It’s not actually as complicated as you would think. The minimum requirements are being able to play minecraft (build a world) and book the artists. It gets more complicated as the audience scales, because Minecraft doesn’t support more than ~200 consecutive players out of the box. For perspective, we started doing these events with no formal event planning experience beyond DIY house shows.
Minecraft is currently the best-selling game in the world with over 180M copies sold, and we include clear instructions on our event sites to be able to connect. We always have a significant amount of Minecraft players, but with Open Pit we have multiple channels to experience our events. In addition to the game, we have always had a seperate audio stream and a discord server for the community to chat. Recently we started to do a twitch livestream of the events, and those have been hugely successful with 100,000+ unique viewers.
We have all artists pre-record their sets ahead of each event. Although this takes the “live” novelty away, there isn’t really any significant difference for the audience. We’ve found that with pre-recorded sets, artists have gone above and beyond what would be possible in a live setting, creating unique remixes and voiceovers for these events. We stream all of the audio through our website.
We originally chose Minecraft because many people in our online music scene had spent thousands of hours playing throughout middle school/high school. It’s also a sandbox game, which gives us the opportunity to build whatever we want- which is essential when you want to build wild stages and festival worlds.
Minecraft is also the best game for these type of events, as we can host them without any assistance from the developer. For the Fortnite music events that have been taking place, those wouldn’t be possible without intervention from Epic Games.
My advice would be, especially with the saturation of events these days, craft the acts and experience towards your expected audience. Our events wouldn’t be possible without the community we’ve established, so we spend a lot of time on things we know they will enjoy. In Minecraft, people love exploring and finding in-game merch, so we build huge worlds with lots of interactive experiences. We also book many acts from within the community itself. If your event is going to be on a livestream, think about what you can do to bring another level of interactivity to it- Porter Robinson’s Secret Sky event from last weekend is a perfect example of that.
We’re actually taking a break! We pushed out three events in a relatively short timeline and are taking a minute to recalibrate. We haven’t received any formal requests from large festivals, but we are still planning a larger event similar to our past ones for later this year.

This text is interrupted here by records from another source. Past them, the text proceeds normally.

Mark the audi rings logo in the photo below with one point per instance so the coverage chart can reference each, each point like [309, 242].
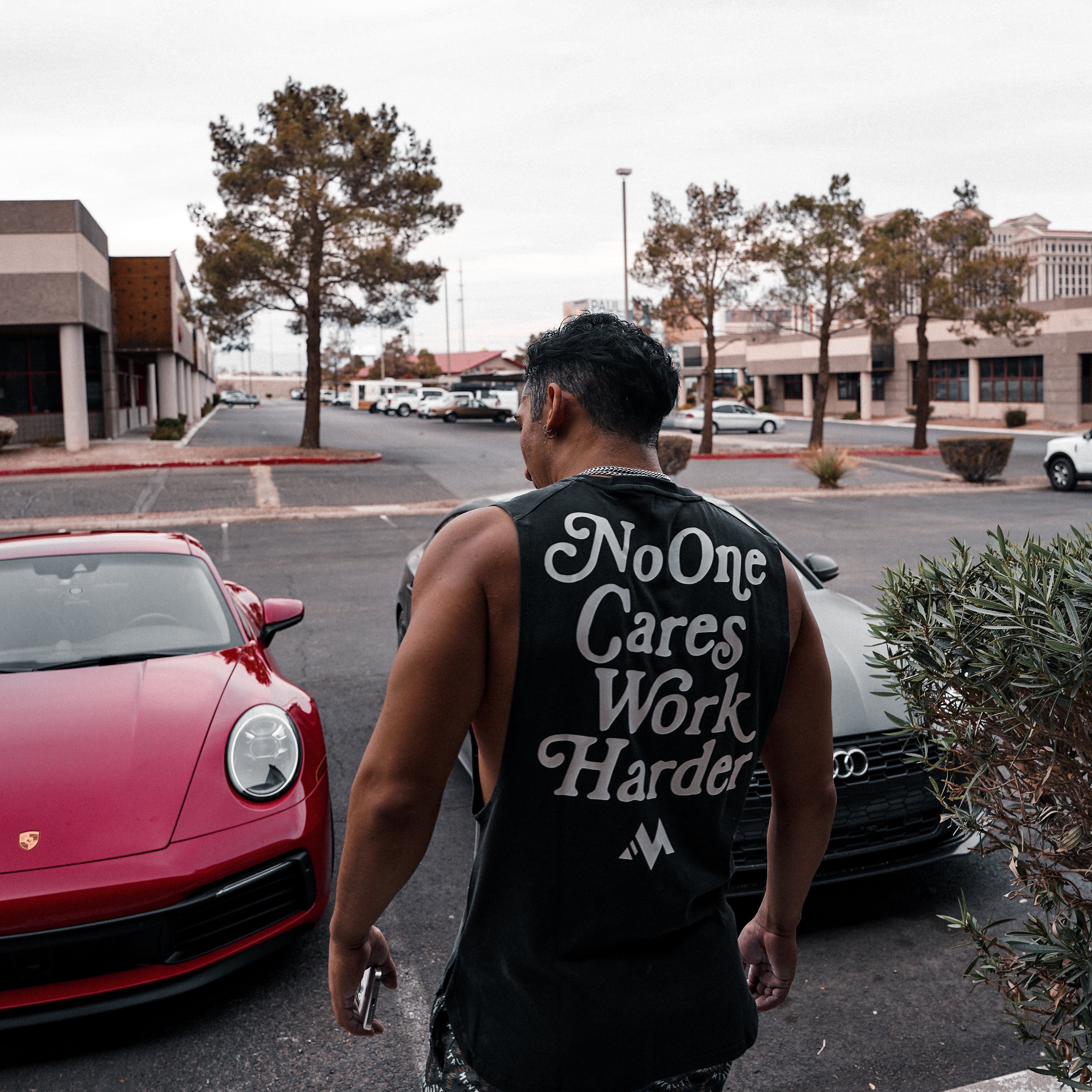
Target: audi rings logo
[851, 764]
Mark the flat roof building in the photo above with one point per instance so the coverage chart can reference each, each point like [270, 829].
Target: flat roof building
[91, 347]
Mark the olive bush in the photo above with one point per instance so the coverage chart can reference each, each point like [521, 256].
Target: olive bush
[992, 656]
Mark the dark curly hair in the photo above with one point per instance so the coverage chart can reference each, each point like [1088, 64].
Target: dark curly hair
[624, 379]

I think that Twitter is the best platform for this. A lot of our exposure came from the artists we booked sharing the event online, and then the entire timeline being taken over by them during the event. We usually plan our marketing rollouts to include a couple posters, a teaser video, some memes, etc. If you have fun with it the audience will too!
We use an internet radio service called Mixlr, and embed it on our site. Our web developer Eden usually creates a site for the poster, and updates it with set times and audio players for the event.